The Opener is The FADER's short-form profile series of casual conversations with exciting new artists.
Clari Freeman-Taylor grew up in the remote English countryside, isolated and with enough time on her hands to let her imagination run wild. “Growing up I had a lot of fears and would dream up monsters,” she says over Zoom. “There’s this whole imaginary world I would use to break away and escape.” When she got older and formed the band Mary In The Junkyard with drummer David Addison and bassist Saya Barbaglia (who are also on the video call), she returned to the anxieties of her youth for This Old House, their debut EP. “The songs have a real feeling of claustrophobia,” she says from her new home in London.

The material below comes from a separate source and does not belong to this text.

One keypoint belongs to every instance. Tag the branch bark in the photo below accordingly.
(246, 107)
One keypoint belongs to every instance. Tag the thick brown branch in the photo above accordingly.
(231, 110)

The line between childlike imagination and unvarnished horror is one Mary in The Junkyard skip over merrily on This Old House. The sweeping art-rock “Marble Arch” conjures images of lonely nights and frayed sisterly relationships. The desperate longing of adolescence can also be felt above the gothic waltz of “Teeth”. There is a rabid nature to “Ghost,” too, and not just because the band howl some of the backing vocals. Freeman-Taylor describes that song as being initially written while she was “obsessed with moths” but is more reflective of moving to the city and “enjoying the freedom” she desired as a teen. The band cite Joanna Newsom and Leonard Cohen as influences, though the fantastical darkness of a director Guillermo Del Toro or novelist Shirley Jackson feels just as apt a reference point.
This black-laced vulnerability has made Mary In The Junkyard one of the must-see live acts in London over the past 18 months. In the band’s estimation, they played the Brixton Windmill, a venue key to the rise of acts such as Black Midi and The Last Dinner Party, over 30 times as they happily snapped up support slots. Like fellow Windmill alumni Black Country, New Road, Mary in the Junkyard met while studying orchestral music and used their downtime to write what they describe as “silly songs,” pop-oriented material a world apart from both the classics they studied and the “angry weepy chaos” music they would go on to make together. One early memory they have of playing together is a cover of Radiohead’s “Creep” performed with spaghetti as drumsticks.
The man who helped them refine their anything-goes energy was Richard Russell. The band decamped to The Copper House, a south London studio owned by the XL Recordings founder, and got to work at the start of 2024. They set up their equipment in the studio’s kitchen, joking on the call that they wanted to make “kitchen rock” the new bedroom pop. Addison says Russell helped the band shed their perfectionist tendencies while Barbaglia echoes that she was impressed with his laid-back approach. “He's a very spiritual man and I think after a week with him, I felt just so at ease. That kind of mindset was really inspiring and made me realize it’s the way it’s meant to be.”
Barbaglia describes occasionally feeling “exposed” by performing now. The band prize their live show above almost everything but concede that playing such intimate songs can be hard. It’s something Freeman-Taylor says she often wrestles with too. “I don't know whether it's really therapeutic or just kind of fucks you up,” she admits. Either way, that high-wire chase for catharsis is what makes the band’s songs so magnetic.